Pero apenas fueron unos chispazos propositivos. El resto fue un discurso tremendista: «El peor Gobierno de los últimos 80 años»; «un Gobierno contra el Estado, la nación y el Rey»; «a España solo la salvan los españoles. No nos salvará Bruselas, antes nos salvará Móstoles», en alusión al levantamiento popular en ese pueblo madrileño contra las tropas francesas en la guerra de independencia. Todo ello trufado con terminología 'trumpista' (el virus chino), dureza con la inmigración, ridiculización del cambio climático, críticas al feminismo y hasta reproches al aliño indumentario y la educación de algunos diputados de izquierda.

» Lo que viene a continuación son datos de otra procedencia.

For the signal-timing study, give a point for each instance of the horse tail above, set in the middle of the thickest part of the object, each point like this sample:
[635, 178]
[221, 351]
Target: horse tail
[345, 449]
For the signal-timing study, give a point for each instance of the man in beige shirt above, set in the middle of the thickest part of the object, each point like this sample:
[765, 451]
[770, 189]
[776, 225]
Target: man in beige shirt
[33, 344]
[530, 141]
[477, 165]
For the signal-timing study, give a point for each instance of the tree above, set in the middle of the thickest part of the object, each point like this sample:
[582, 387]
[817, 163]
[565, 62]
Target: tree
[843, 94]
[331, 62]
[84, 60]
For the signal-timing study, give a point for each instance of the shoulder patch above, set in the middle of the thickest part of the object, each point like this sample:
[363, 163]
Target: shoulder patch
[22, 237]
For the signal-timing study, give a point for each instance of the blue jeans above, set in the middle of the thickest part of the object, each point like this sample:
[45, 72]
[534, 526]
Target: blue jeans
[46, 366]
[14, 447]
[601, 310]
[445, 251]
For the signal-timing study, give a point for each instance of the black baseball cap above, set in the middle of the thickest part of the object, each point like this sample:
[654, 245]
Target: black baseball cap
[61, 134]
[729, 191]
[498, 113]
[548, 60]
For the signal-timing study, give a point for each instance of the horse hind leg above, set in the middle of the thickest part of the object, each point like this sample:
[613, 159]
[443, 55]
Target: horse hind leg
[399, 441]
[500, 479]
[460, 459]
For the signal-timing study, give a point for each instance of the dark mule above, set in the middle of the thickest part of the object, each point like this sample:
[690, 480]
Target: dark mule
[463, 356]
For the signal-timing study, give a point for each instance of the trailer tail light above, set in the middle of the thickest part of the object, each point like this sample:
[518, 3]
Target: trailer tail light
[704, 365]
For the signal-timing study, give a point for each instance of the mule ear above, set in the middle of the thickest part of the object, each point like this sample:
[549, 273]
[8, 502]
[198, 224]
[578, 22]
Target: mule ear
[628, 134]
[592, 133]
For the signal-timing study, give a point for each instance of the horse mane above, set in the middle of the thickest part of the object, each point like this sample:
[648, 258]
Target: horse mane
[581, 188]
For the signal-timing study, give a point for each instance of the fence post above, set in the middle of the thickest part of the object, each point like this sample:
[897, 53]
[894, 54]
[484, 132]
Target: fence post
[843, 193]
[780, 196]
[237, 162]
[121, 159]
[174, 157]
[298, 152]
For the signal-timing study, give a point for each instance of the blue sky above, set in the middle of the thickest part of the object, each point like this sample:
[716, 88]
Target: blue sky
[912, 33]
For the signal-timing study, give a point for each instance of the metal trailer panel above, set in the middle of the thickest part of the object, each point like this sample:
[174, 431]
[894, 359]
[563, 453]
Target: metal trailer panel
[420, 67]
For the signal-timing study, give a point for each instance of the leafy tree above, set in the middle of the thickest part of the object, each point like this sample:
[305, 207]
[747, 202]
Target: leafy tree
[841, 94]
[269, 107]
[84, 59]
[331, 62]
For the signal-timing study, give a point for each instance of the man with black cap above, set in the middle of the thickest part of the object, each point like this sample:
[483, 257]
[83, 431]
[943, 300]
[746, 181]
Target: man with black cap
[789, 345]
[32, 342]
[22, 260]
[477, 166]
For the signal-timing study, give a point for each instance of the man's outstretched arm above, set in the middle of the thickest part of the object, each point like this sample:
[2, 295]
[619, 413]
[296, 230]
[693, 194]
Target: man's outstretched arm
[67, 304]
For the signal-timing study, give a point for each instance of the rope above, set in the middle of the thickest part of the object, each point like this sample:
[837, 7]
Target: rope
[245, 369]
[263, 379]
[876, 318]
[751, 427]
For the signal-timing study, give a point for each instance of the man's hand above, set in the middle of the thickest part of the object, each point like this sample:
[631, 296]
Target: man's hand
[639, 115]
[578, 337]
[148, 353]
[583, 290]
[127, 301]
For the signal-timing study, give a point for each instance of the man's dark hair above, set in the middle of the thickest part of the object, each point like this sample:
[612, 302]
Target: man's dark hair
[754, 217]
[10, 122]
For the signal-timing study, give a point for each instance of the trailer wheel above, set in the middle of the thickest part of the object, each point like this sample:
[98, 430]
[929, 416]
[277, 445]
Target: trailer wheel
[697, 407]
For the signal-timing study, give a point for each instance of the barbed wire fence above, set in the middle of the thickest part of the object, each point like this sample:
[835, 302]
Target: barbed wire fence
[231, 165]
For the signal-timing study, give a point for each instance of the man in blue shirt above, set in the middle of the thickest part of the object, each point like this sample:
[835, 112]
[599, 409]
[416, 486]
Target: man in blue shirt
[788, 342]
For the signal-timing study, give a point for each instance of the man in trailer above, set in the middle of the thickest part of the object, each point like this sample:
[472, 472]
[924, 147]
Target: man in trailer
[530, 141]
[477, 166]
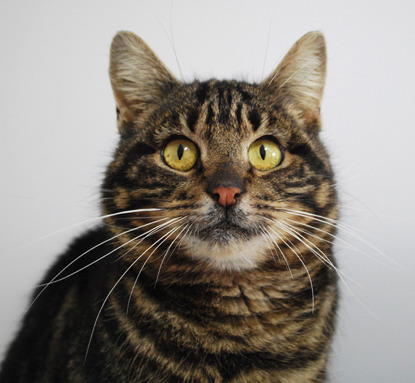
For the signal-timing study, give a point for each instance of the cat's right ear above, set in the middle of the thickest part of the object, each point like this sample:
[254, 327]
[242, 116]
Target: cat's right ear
[138, 78]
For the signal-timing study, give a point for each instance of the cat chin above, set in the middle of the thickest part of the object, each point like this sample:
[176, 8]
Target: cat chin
[234, 255]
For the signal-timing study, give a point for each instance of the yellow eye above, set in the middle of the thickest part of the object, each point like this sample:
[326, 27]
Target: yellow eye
[180, 154]
[265, 154]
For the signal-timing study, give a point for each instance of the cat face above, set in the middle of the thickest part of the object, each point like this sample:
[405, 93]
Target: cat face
[226, 163]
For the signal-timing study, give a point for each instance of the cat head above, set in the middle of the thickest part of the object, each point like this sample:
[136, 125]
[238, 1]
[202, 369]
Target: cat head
[227, 166]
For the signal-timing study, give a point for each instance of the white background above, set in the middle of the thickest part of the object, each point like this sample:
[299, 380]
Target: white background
[57, 121]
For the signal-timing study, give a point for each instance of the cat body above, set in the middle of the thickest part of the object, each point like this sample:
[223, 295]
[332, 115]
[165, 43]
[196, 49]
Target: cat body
[215, 261]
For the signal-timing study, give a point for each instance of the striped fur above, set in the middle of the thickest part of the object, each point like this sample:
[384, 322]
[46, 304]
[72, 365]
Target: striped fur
[193, 292]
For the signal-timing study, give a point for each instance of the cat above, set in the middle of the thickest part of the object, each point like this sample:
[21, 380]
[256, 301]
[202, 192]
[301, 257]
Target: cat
[214, 261]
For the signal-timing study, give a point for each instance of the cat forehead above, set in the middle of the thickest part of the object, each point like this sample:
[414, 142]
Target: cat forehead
[218, 111]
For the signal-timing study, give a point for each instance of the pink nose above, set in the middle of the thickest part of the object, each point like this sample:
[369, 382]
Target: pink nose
[226, 195]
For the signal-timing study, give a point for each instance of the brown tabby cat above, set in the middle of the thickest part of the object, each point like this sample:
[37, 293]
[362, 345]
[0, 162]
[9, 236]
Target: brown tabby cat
[215, 260]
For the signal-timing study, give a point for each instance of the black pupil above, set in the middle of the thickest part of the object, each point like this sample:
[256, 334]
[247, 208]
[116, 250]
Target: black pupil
[262, 152]
[180, 151]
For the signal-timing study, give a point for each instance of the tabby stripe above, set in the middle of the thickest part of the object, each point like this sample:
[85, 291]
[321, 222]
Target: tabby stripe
[192, 118]
[255, 119]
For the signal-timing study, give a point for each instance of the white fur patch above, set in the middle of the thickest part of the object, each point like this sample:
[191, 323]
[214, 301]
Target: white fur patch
[233, 256]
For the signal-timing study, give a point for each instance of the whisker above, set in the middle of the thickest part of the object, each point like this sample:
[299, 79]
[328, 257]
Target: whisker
[294, 249]
[281, 252]
[166, 253]
[88, 221]
[348, 229]
[53, 280]
[165, 237]
[107, 254]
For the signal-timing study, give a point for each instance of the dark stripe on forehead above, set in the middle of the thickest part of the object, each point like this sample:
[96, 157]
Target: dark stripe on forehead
[255, 119]
[202, 92]
[223, 105]
[245, 96]
[192, 118]
[209, 117]
[238, 114]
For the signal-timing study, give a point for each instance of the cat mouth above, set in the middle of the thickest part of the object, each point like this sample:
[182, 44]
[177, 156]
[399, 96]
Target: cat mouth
[225, 227]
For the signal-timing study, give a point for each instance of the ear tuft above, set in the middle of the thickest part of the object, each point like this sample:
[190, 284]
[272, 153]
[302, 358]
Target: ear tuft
[138, 78]
[298, 81]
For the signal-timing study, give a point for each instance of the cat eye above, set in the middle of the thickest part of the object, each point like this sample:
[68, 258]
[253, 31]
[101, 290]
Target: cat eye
[265, 154]
[180, 154]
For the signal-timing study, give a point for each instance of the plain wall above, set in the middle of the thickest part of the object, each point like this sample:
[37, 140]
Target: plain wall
[58, 130]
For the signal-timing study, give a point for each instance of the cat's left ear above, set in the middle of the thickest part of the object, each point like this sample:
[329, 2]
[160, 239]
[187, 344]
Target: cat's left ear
[139, 80]
[298, 82]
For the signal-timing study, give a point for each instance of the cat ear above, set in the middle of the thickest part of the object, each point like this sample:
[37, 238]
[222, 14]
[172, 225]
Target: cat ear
[138, 78]
[298, 81]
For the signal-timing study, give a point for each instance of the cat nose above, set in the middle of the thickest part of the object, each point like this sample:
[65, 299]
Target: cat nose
[227, 195]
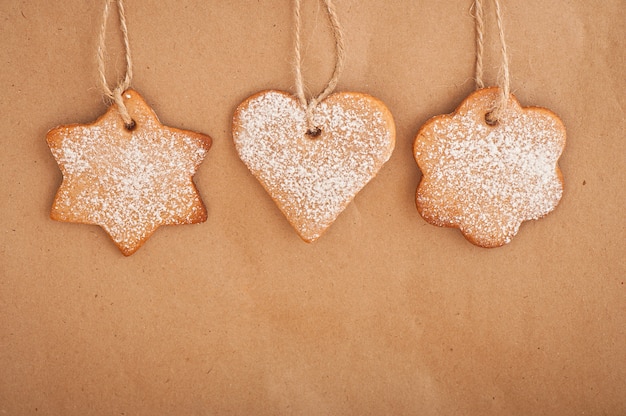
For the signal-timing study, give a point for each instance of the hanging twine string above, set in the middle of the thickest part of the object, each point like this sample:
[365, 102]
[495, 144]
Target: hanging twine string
[504, 79]
[115, 94]
[340, 57]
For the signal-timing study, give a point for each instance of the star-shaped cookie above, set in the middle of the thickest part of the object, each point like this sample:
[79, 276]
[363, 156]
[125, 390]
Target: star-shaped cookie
[129, 180]
[486, 179]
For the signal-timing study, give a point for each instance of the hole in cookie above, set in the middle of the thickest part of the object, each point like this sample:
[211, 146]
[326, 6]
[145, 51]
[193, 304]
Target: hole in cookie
[490, 119]
[130, 126]
[314, 132]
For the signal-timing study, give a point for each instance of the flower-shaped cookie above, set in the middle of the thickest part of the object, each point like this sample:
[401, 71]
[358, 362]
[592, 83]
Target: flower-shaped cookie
[487, 179]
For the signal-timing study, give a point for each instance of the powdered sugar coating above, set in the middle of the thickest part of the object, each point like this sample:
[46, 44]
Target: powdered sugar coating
[486, 180]
[313, 179]
[129, 183]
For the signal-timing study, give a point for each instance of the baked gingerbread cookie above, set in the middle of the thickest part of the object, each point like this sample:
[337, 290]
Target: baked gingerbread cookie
[129, 180]
[487, 178]
[313, 174]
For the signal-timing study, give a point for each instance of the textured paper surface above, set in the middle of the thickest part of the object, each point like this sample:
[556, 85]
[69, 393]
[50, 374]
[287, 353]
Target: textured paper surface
[385, 314]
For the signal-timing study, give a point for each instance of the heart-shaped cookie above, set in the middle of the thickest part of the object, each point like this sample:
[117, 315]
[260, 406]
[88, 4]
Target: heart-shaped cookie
[313, 175]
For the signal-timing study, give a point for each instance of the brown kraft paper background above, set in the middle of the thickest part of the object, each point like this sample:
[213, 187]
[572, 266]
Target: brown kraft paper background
[385, 314]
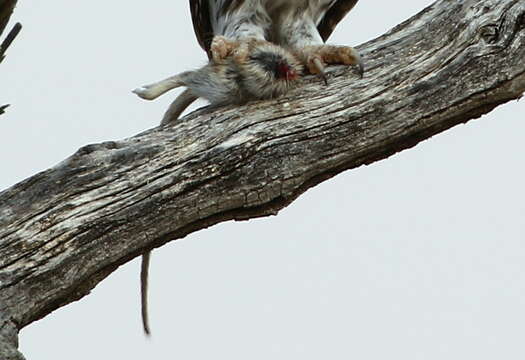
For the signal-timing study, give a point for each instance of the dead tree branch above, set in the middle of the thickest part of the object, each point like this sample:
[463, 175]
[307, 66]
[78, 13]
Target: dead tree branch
[64, 230]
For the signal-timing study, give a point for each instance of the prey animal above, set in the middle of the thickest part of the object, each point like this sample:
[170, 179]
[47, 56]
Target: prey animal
[255, 70]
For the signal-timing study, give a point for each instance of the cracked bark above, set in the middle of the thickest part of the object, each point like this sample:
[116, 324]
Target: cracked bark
[65, 229]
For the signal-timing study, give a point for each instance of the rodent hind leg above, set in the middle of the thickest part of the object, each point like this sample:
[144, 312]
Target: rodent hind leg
[178, 106]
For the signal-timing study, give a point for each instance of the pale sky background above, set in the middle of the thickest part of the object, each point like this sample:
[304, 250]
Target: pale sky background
[420, 256]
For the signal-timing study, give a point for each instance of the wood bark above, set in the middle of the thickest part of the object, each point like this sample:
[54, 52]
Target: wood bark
[65, 229]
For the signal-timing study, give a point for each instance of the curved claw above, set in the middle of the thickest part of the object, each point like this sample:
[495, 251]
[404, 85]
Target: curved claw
[359, 63]
[320, 67]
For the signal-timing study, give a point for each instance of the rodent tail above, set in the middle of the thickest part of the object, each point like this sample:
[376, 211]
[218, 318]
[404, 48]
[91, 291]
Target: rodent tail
[178, 106]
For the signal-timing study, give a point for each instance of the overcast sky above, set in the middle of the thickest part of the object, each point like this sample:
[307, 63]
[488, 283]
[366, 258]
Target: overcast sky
[420, 256]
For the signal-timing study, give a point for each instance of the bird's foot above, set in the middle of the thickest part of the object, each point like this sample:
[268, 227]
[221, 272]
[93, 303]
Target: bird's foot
[316, 57]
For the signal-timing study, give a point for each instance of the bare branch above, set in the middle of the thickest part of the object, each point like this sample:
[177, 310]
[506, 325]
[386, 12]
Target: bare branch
[65, 229]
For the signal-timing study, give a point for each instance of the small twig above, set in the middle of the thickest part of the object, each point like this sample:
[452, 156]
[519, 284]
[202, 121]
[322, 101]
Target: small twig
[9, 39]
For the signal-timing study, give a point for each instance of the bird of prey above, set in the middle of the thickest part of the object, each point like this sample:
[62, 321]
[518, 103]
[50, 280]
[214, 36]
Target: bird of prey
[299, 25]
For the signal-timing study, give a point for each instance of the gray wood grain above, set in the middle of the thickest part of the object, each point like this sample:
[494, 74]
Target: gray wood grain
[65, 229]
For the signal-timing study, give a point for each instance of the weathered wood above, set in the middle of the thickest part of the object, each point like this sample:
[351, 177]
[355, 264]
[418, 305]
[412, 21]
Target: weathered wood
[65, 229]
[8, 329]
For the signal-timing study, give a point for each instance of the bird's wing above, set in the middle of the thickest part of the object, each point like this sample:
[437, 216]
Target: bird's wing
[201, 18]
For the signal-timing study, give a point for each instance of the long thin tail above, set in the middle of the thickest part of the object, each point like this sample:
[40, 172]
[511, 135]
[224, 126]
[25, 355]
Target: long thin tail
[144, 270]
[178, 106]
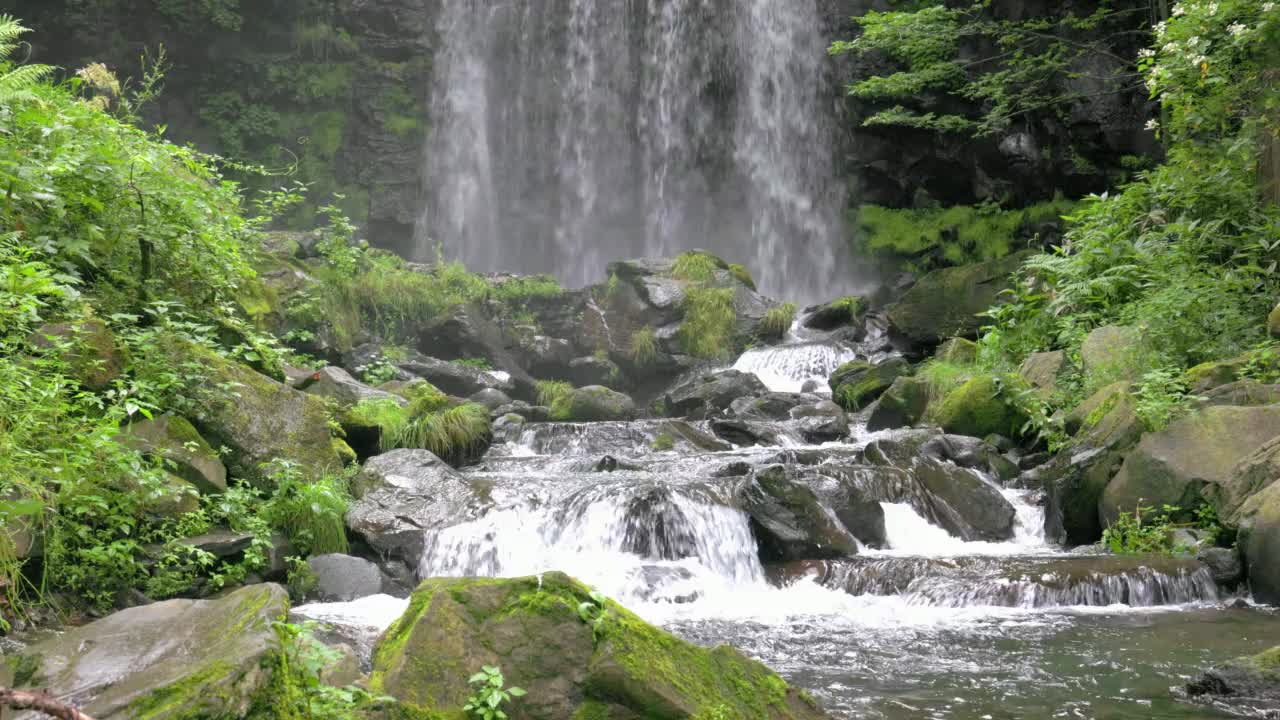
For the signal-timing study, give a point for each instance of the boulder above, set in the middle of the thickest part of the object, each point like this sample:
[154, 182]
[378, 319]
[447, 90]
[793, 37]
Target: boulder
[87, 346]
[1249, 686]
[711, 393]
[789, 522]
[342, 578]
[259, 419]
[978, 409]
[855, 384]
[401, 493]
[947, 302]
[1115, 352]
[593, 404]
[965, 505]
[1191, 461]
[575, 657]
[169, 660]
[903, 405]
[346, 391]
[184, 452]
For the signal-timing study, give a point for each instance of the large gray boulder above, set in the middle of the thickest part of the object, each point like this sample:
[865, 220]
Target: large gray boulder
[170, 660]
[405, 492]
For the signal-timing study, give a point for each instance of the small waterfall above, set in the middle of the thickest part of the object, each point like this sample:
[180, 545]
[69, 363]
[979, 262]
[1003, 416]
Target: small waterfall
[566, 133]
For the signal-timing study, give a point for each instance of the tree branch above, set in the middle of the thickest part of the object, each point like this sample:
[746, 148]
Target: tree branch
[40, 702]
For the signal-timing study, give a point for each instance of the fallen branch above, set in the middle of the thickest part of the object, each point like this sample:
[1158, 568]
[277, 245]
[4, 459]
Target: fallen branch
[40, 702]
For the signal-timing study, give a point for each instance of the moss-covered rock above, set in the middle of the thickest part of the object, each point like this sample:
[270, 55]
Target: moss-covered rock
[173, 660]
[858, 383]
[533, 629]
[947, 302]
[978, 409]
[1191, 461]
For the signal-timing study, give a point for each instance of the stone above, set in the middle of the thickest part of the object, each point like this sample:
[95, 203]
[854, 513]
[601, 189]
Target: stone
[169, 660]
[1115, 352]
[1191, 461]
[403, 492]
[1043, 372]
[186, 454]
[615, 666]
[342, 578]
[978, 409]
[947, 302]
[711, 393]
[901, 406]
[346, 391]
[789, 522]
[594, 404]
[88, 347]
[858, 383]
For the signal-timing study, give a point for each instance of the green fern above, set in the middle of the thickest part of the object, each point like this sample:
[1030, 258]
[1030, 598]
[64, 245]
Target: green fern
[18, 82]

El debate con el censurado fue tirante pero dentro de los límites de la buena educación y la cortesía parlamentaria, sin algaradas de las respectivas bancadas, que se limitaron a aplaudir a sus líderes. Sánchez puso el acento en que la moción no iba con él porque era «un opa hostil al PP» y lamentó que Abascal echara mano de un mecanismo constitucional para convertir al Congreso en «un gran plató» para su propaganda y para «sembrar el odio entre españoles», análisis reiterado por la mayoría de los oradores.

Vídeo. Intervención de Íñigo Errejón (Más País). / EP

Pero los momentos más desabridos se vivieron en los debates del líder de Vox con nacionalistas e independentistas, partidos que deberían estar ilegalizados, según Abascal. El portavoz del PNV, Aitor Esteban, despachó su discurso en dos frases y el líder de Vox acusó a los nacionalistas vascos de ser unos «extorsionadores con traje y corbata». Su réplica a EH Bildu consistió en la lectura de los nombres de los más de 850 asesinados por ETA entre aplausos de los diputados ultraderechistas. Al diputado del BNG lo etiquetó con que era un «triste»; equiparó la intervención del representante de Compromís con «un eructo»; diagnosticó que Iñigo Errejón era «víctima de un matón» por Pablo Iglesias; calificó de «lacras» a los soberanistas de JxCat; y tildó de «superman» al republicano Gabriel Rufián.